VolatilitySite_Learning

Tip of the day - Keep your cool

This is the most important learning from recent times. Through market cycles, it's easy for investors to react emotionally – whether through overconfidence in rising markets or, equally, reacting with fear in falling markets. However, we know that the best way to reach your financial goals is to remain cool and stick to your long-term investment strategies.

History has shown us that markets tend to recover just as quickly as they fall, just as we saw in 2009 when the Australian sharemarket enjoyed a signifi cant recovery from March through to December.

Let's look at two investors to ask the question; "After one year, did staying the course make sense?" The orange line in exhibit one shows the growth of a $10,000 sample 70/30 balanced portfolio from 1 January 2003 until the end of 2009. The chart shows what happens to the portfolio's value as the result of two different scenarios:
Investor 1: This investor kept their cool and decided to stay the course, making no changes to their investment strategy. At the end of 2009, their balance would have been $15,728.
Investor 2: This investor panicked and switched their investment to cash.

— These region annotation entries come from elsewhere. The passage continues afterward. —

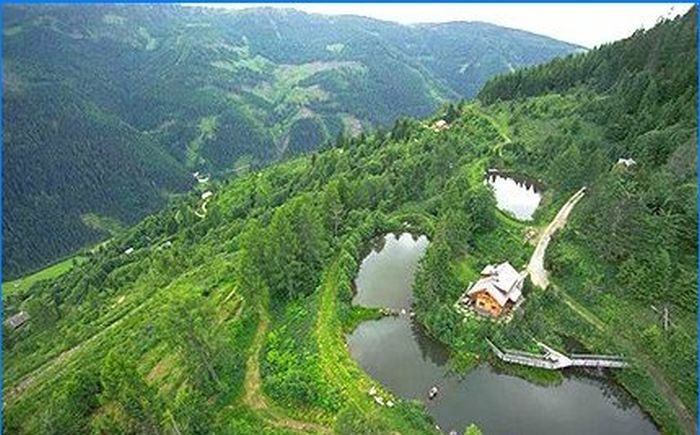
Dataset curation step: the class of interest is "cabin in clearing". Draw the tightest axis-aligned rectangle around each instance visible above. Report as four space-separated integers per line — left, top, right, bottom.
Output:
459 262 525 317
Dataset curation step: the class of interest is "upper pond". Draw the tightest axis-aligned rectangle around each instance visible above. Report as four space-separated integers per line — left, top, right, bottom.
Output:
486 170 542 221
348 234 658 435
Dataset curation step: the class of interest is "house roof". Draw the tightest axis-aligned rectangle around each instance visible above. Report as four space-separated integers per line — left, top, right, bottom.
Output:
7 311 29 329
467 262 523 306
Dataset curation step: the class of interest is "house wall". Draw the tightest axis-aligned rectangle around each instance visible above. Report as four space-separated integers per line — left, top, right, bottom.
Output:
472 291 503 317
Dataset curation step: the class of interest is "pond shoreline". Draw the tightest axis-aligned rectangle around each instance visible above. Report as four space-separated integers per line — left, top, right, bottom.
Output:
346 231 658 434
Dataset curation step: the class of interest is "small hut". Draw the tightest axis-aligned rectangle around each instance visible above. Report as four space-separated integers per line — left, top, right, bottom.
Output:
460 262 525 317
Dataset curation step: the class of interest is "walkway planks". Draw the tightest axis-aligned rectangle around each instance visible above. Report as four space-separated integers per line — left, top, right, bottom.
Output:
486 339 628 370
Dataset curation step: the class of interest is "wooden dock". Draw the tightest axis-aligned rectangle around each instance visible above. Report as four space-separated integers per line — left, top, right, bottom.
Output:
486 339 629 370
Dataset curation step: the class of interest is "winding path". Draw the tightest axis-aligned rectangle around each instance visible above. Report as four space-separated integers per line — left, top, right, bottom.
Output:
527 187 697 434
243 303 332 434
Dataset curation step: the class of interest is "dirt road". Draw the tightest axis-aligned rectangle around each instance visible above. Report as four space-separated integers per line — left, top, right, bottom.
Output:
527 187 586 289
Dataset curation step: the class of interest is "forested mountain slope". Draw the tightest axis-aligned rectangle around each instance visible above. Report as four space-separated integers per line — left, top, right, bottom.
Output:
3 8 697 434
3 5 578 276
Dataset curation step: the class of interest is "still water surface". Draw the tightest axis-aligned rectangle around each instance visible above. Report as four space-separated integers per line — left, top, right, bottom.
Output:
486 172 542 221
348 234 658 435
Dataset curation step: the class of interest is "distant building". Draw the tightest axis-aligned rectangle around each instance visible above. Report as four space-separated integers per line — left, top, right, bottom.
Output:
459 262 525 317
5 311 29 329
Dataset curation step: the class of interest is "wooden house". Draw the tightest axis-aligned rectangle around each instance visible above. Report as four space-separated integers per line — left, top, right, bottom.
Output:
460 262 525 317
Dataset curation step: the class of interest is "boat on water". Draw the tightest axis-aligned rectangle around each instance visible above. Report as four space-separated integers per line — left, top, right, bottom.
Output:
428 386 438 400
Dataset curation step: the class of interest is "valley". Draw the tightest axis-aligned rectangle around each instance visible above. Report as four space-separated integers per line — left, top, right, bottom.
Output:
3 7 697 435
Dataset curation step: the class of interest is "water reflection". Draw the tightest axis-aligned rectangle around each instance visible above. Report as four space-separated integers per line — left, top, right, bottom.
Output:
347 234 658 435
486 171 542 220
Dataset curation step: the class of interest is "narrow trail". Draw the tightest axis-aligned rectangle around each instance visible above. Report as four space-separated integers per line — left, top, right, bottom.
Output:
527 187 586 289
3 298 150 405
527 187 697 434
243 304 332 434
194 196 212 219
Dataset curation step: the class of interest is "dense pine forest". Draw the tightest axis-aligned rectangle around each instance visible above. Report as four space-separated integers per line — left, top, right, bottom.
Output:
3 8 698 434
3 5 580 277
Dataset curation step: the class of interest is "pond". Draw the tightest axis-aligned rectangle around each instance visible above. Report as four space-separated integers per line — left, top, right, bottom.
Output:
486 170 542 221
348 234 658 434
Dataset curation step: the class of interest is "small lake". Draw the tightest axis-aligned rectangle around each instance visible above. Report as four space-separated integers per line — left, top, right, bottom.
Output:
486 170 542 221
348 234 658 435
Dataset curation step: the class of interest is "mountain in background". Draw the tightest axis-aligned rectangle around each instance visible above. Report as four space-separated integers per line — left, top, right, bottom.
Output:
3 5 581 277
2 7 698 435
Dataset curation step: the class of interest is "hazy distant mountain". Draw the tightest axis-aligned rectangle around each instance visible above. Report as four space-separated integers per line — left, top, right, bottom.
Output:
3 5 580 276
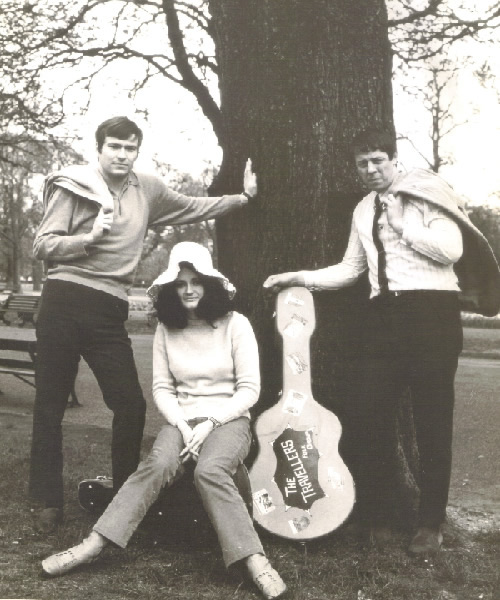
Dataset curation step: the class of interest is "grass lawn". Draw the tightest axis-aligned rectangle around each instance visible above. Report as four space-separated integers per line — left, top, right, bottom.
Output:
0 409 500 600
0 328 500 600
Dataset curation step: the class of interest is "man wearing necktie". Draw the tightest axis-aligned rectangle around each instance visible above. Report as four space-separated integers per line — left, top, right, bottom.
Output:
264 129 499 554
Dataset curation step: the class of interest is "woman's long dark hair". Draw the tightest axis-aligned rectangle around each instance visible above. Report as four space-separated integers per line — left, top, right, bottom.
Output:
154 263 233 329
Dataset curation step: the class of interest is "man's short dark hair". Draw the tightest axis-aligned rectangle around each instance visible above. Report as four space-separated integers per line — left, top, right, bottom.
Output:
154 264 232 329
95 117 143 152
351 127 397 160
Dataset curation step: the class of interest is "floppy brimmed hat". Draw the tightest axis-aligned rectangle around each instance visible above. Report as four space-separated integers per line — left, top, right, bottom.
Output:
148 242 236 301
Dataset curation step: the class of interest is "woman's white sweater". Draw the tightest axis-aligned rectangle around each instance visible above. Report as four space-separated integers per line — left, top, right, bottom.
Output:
153 311 260 426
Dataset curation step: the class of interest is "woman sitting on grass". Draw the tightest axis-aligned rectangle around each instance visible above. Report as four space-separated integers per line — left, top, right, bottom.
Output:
42 242 286 598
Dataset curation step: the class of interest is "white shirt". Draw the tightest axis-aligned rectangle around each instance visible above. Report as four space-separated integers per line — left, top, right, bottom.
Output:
302 192 463 298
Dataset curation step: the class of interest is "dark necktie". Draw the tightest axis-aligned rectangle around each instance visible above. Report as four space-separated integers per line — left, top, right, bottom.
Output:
372 194 389 294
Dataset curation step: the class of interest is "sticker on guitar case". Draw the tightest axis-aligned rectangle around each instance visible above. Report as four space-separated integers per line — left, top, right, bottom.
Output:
283 314 307 338
252 489 276 515
283 390 307 417
273 427 325 510
288 515 311 533
285 292 304 306
286 352 307 375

Unfortunately for them, they chose the wrong time – when the market 'bottomed'. By switching to cash, the investor missed out on the market rebound. That's the problem with trying to 'time' the markets; you never know when the market has peaked or troughed. This investor's money was now worth only $12,761 at the end of December 2009; a difference of nearly $3,000.

 

 

About this chart: The diversified portfolio is hypothetical only and is calculated by a weighted average of the asset class index returns shown in accordance to the following asset allocations. 70% Growth portfolio consists of: 32% Australian Shares, 25% Australian Bonds, 5% Cash, 20% International Shares, 10% International Shares $A Hedged, 8% REITs. Sources for the asset are: Australian shares: S&P/ASX 300 Accum Index; Australian bonds: UBS Warburg Aust Comp Bond Index. Cash: UBS Warburg Bank Bill Index. International shares: MSCI World Net Div Reinvested Accumulation Index (A$) and International shares hedged: MSCI World Net Div Reinvested Accumulation Index $A Hedged. REITs: S&P/ASX 300 Property Accumulation Index.